Pada usia sekolah ini sikap hidup yang egosentris diganti dengan sikap yang “zakelijk” obyektif dan empiris berdasarkan pengalaman. Dan kelak pada usia 13-14 tahun, sikap tersebut berkembang jadi logis rasional. Emosionalitas anak jadi makin berkurang, sedang unsur intelek dan budi (rasio, berpikir) jadi semakin menonjol. Minat yang obyektif terhadap dunia sekitar menjadi makin besar.[3]
Hurlock (1986: 322) mengemukakan bahwa sekolah merupakan faktor penentu bagi perkembangan kepribadian anak (siswa), baik dalam cara berpikir, bersikap, maupun cara berperilaku.[4]
Pada saat ini anak tidak lagi benyak dikuasai oleh dorongan-dorongan endogen atau implus-implus intern dalam perbuatan dan pikirannya; akan tetapi lebih banyak dirangsang oleh stimulus-stimulus dari luar.
Dari lingkungan keluarga yang sempit, anak sekarang memasuki lingkungan sekolah yang lebih luas, yang mempunyai kondisi berbeda sekali dengan keluarga. Di sekolah ini hasil-hasil kenudayaan bangsa dan zamannya akan ditransformasikan pada diri anak. Dengan pengoperan hasil budaya tersebut, diharapkan agar anak bisa mempelajari produk-produk kultural bangsanya, untuk kemudian mampu bertingkah laku sesuai dengan norma-norma ethis dan norma sosial lingkungan sekolah.

2.      Pengamatan Anak Beberapa Teori Pengamatan
Dalam perkembangan jiwani anak, pengamatan menduduki tempat yang sangat penting. Beberapa teori tentang pengamatan:[5]
  1. Teori Meumann
Teori ini membedakan tiga fase perkembangan fungsi pengamatan, yaitu:
a.       fase Sintese fantasis (7-8 th)
Semua pengamatan/penghayatan atau memeberikan kesan total.

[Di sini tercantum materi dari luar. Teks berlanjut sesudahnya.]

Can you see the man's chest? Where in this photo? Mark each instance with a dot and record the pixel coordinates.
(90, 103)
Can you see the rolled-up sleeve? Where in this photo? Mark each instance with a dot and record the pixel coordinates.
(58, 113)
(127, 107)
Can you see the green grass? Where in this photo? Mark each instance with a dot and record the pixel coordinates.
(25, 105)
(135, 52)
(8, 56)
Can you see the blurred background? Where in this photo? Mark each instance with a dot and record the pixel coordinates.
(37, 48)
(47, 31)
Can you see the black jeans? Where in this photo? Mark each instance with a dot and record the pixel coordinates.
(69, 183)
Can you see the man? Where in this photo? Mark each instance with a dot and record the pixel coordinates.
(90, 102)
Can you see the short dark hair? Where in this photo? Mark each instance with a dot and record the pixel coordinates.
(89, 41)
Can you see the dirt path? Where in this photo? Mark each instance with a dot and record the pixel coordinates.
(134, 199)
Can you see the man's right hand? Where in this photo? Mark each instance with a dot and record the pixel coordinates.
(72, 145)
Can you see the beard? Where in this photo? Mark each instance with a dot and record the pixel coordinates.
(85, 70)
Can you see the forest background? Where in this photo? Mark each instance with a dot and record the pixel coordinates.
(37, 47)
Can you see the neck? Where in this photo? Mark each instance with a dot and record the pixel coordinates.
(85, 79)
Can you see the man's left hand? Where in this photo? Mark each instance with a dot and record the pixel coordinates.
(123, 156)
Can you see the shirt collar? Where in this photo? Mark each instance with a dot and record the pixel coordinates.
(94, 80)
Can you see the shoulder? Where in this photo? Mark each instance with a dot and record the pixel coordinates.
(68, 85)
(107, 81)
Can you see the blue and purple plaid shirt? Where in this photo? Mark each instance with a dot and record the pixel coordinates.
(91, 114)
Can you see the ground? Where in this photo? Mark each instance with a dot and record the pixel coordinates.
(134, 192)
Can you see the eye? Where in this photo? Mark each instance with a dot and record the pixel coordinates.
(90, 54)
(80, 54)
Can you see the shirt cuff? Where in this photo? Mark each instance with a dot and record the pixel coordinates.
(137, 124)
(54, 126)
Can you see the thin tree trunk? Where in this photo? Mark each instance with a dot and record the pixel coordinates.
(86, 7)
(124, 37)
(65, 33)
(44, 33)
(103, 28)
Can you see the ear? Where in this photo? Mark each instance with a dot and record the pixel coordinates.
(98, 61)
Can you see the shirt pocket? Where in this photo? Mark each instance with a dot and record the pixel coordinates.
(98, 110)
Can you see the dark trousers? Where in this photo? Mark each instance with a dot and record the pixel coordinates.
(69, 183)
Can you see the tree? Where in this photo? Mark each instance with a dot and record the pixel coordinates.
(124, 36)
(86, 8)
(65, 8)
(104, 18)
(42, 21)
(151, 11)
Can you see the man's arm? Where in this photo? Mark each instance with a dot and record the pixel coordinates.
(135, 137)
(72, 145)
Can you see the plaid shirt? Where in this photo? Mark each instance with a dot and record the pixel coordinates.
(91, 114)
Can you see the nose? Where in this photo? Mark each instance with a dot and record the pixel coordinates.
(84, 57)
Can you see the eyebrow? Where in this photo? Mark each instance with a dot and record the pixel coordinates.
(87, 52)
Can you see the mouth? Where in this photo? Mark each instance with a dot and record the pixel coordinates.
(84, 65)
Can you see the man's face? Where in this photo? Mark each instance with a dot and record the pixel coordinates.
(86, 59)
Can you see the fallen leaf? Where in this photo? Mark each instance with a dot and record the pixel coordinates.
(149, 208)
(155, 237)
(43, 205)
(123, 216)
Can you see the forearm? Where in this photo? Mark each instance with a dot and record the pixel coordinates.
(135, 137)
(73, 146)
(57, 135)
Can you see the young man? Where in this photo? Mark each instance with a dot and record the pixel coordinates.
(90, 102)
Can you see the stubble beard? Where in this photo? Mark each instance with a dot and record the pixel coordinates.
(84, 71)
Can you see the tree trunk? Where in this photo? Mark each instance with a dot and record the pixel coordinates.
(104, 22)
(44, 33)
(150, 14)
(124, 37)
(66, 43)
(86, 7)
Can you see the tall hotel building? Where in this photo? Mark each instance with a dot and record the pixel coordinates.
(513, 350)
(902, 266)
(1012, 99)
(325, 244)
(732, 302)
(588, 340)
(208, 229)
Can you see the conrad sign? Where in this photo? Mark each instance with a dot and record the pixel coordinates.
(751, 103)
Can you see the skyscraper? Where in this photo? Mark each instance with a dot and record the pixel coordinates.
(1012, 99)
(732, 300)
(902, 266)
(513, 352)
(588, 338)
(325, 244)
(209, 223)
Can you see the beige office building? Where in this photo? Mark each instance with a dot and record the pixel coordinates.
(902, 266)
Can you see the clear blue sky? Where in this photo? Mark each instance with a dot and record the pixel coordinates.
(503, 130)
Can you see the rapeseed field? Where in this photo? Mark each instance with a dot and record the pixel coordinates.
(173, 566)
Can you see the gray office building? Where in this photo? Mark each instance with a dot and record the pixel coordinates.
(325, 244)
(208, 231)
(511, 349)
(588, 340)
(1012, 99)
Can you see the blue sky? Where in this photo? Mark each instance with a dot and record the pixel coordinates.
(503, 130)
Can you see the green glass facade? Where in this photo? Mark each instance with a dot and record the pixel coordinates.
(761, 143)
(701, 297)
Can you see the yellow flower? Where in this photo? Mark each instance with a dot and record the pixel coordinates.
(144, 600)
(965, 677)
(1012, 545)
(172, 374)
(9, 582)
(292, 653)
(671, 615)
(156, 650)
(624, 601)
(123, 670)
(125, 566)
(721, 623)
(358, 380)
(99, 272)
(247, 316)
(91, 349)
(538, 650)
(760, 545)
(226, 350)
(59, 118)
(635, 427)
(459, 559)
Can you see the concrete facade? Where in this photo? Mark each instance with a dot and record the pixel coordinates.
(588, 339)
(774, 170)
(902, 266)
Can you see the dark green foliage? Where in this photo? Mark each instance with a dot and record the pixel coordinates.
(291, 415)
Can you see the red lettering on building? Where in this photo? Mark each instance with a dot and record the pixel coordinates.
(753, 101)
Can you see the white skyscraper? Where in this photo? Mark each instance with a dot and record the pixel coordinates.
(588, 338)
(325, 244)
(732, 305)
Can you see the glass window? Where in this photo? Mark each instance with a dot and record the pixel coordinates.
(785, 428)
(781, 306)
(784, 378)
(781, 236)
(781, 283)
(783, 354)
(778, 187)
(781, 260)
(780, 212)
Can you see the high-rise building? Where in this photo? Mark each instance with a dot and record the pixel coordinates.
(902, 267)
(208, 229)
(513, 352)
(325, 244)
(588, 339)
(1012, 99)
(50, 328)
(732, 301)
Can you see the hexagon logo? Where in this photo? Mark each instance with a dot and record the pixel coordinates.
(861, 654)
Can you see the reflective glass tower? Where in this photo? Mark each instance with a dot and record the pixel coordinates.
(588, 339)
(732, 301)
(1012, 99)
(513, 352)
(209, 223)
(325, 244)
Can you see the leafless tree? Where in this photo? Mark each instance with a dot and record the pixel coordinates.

b.      Fase Analisa (8-9 th)
Ciri-ciri dari macam-macam benda mulai diperhatikan oleh anak.
c.       Fase Sintese Logis (kurang lebih 12 th keatas)

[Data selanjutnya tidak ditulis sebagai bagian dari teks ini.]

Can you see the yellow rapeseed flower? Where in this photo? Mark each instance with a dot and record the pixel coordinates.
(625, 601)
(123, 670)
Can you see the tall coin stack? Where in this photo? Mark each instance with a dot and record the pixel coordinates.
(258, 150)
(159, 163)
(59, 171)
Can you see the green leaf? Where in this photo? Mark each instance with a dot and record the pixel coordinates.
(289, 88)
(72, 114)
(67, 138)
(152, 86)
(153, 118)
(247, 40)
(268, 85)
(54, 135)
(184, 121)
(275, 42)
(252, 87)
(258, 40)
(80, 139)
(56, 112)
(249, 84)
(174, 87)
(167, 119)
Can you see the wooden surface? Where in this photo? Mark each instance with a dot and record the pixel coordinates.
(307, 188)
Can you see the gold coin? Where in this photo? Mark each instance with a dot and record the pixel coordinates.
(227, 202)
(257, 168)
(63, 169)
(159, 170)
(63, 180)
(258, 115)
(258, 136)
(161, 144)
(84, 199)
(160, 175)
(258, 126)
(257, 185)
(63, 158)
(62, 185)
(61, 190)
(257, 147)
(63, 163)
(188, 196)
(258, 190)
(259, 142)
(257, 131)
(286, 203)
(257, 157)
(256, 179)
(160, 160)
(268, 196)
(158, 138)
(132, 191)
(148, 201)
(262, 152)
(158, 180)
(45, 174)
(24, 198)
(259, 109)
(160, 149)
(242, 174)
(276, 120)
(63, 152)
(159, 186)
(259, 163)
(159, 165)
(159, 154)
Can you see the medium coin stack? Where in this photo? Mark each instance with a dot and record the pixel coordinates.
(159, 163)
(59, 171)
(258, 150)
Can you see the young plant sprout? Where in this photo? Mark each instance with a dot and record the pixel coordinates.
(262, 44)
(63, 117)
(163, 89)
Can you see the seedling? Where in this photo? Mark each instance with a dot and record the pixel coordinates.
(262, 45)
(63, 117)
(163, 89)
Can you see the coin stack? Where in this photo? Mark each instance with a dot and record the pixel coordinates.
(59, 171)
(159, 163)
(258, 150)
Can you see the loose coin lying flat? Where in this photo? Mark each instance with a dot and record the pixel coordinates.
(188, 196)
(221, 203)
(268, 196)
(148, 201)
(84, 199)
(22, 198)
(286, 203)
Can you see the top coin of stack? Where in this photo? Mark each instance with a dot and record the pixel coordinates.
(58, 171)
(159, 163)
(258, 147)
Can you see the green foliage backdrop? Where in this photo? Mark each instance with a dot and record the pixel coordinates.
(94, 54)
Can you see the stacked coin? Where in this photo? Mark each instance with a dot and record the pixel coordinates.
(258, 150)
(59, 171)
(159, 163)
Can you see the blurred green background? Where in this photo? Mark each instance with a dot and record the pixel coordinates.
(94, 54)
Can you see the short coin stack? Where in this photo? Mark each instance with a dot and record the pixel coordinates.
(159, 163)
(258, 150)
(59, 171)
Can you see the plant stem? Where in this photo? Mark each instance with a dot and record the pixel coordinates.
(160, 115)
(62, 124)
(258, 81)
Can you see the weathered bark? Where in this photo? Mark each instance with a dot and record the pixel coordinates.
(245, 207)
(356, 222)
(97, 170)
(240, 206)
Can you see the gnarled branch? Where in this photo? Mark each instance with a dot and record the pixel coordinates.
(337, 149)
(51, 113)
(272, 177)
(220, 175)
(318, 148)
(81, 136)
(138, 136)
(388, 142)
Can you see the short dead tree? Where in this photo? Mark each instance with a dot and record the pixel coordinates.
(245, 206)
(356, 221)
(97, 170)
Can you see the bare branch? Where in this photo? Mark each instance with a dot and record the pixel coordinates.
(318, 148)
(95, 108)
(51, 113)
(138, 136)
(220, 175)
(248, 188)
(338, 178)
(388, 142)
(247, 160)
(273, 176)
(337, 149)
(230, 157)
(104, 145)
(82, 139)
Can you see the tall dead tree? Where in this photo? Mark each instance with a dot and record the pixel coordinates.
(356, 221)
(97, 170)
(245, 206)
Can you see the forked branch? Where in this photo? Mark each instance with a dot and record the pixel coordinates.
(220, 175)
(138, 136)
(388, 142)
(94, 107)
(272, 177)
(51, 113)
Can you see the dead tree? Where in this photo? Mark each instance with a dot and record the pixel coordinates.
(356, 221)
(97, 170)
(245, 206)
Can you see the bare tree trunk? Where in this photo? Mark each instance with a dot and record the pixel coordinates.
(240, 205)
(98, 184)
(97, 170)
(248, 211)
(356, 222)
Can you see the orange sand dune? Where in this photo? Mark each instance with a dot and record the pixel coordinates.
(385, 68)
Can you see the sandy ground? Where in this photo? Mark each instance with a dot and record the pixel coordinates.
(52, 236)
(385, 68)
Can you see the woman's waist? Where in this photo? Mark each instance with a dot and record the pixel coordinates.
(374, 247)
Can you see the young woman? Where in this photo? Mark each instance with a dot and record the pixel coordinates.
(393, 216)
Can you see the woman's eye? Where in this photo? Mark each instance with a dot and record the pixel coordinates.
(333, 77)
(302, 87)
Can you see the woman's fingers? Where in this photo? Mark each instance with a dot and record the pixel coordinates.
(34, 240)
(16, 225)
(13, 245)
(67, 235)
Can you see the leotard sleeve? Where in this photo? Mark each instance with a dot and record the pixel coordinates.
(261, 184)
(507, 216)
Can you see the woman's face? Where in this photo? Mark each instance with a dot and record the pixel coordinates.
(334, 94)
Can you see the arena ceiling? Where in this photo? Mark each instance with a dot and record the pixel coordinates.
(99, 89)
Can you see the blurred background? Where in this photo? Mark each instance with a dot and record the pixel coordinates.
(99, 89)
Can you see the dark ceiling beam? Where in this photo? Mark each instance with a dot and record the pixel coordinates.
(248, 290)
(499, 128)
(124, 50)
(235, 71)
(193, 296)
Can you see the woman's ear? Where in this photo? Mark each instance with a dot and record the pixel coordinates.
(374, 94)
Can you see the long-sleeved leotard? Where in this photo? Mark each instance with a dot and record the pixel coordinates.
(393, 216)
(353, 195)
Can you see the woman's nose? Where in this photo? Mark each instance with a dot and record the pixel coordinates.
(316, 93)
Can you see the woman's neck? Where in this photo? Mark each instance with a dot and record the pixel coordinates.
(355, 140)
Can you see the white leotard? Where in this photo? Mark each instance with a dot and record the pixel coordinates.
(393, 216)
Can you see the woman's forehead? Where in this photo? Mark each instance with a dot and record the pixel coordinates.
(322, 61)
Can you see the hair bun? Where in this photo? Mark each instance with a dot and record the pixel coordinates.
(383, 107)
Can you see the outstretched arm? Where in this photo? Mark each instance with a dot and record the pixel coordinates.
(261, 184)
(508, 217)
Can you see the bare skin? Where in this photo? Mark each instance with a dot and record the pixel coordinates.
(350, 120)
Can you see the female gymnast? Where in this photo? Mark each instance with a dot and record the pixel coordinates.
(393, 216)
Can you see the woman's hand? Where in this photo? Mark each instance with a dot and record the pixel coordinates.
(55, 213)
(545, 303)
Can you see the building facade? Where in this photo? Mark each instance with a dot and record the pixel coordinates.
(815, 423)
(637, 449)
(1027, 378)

Anak mulai memahami benda-benda dan peristiwa.
  1. Teori Sistem
Teori ini menampilkan 4 stadium dalam perkembangan fungsi pengamatan anak, yaitu:
a.       Stadium-Keadaan (0-8 th)
Di samping mendapatkan gambaran total yang samar-samar, anak kini mengamati benda-benda dan beberapa orang secara lebih teliti.

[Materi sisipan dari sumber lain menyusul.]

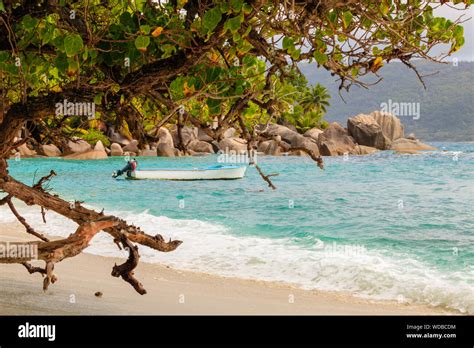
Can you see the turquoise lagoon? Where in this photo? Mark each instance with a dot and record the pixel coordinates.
(384, 226)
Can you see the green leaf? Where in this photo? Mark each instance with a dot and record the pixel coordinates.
(61, 63)
(233, 24)
(29, 23)
(287, 43)
(347, 19)
(73, 44)
(142, 42)
(321, 58)
(145, 29)
(212, 18)
(236, 5)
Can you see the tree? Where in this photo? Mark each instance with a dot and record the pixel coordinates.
(316, 99)
(141, 62)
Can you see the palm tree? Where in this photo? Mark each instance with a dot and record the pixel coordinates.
(316, 99)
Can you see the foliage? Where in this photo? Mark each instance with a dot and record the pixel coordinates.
(92, 136)
(446, 106)
(217, 61)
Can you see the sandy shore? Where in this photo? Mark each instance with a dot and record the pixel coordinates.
(170, 291)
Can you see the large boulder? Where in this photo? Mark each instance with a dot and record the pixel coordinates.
(49, 150)
(233, 144)
(335, 141)
(116, 150)
(99, 146)
(88, 155)
(229, 133)
(270, 147)
(202, 135)
(165, 137)
(291, 137)
(26, 152)
(187, 133)
(328, 148)
(313, 133)
(164, 150)
(363, 150)
(132, 147)
(147, 153)
(366, 131)
(200, 146)
(404, 145)
(391, 126)
(76, 146)
(116, 137)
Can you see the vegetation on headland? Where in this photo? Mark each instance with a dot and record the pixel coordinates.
(212, 64)
(446, 106)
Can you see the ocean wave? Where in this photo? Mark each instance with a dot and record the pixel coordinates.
(212, 248)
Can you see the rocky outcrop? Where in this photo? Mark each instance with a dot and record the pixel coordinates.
(49, 150)
(200, 146)
(233, 144)
(391, 126)
(203, 136)
(132, 147)
(335, 141)
(99, 146)
(313, 133)
(88, 155)
(147, 153)
(165, 137)
(76, 146)
(116, 150)
(187, 133)
(366, 131)
(291, 137)
(165, 150)
(229, 133)
(363, 150)
(25, 151)
(270, 147)
(404, 145)
(118, 138)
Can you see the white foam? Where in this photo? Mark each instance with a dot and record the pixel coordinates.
(212, 248)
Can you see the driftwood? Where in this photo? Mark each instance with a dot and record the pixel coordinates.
(90, 223)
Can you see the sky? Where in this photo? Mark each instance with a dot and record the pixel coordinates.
(467, 52)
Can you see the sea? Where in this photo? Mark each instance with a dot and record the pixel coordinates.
(385, 226)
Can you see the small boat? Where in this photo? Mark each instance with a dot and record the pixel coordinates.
(218, 172)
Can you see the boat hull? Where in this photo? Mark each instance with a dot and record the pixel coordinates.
(230, 173)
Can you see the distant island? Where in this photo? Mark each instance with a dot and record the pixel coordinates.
(446, 107)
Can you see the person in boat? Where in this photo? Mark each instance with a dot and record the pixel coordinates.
(129, 169)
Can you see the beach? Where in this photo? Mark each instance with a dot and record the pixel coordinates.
(170, 292)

b.      Stadium-Perbuatan (8-9 th)
Anak menaruh minat besar terhadap perkembangan dan perbuatan orang dewasa, serta tingkah laku binatang.
c.       Stadium-Hubungan (9-10 th)
Anak mengamati relasi/hubungan dalam dimensi ruang dan waktu.
d.      Stadium-Perihal (sifat)
Anak mulai menganalisa hasil pengamatan
  1. Teori Oswald Kroh
Teori ini menyatakan, ada 4 periode dalam perkembangan fungsi pengamatan anak, yaitu:
a.       Periode Sintese-Fantastis (7-8 th)
Segala hasil pengamatan merupakan kesan totalitas/global, sedang sifatnya masih samar-samar.
b.      Periode Relisme Naif (8-10 th)
Anak sudah bisa membedakan bagian/onderdil, tetapi belum mampu menghubung-hubungkan satu dengan lain dalam huungan totalitas.

c.       Periode Realisme-Kritis (10-12 th)
Anak sudah bisa mengadakan sintesis-logis, karena munculnya pengertian, insight/wawasan dan akal yang sudah mencapai taraf kematangan.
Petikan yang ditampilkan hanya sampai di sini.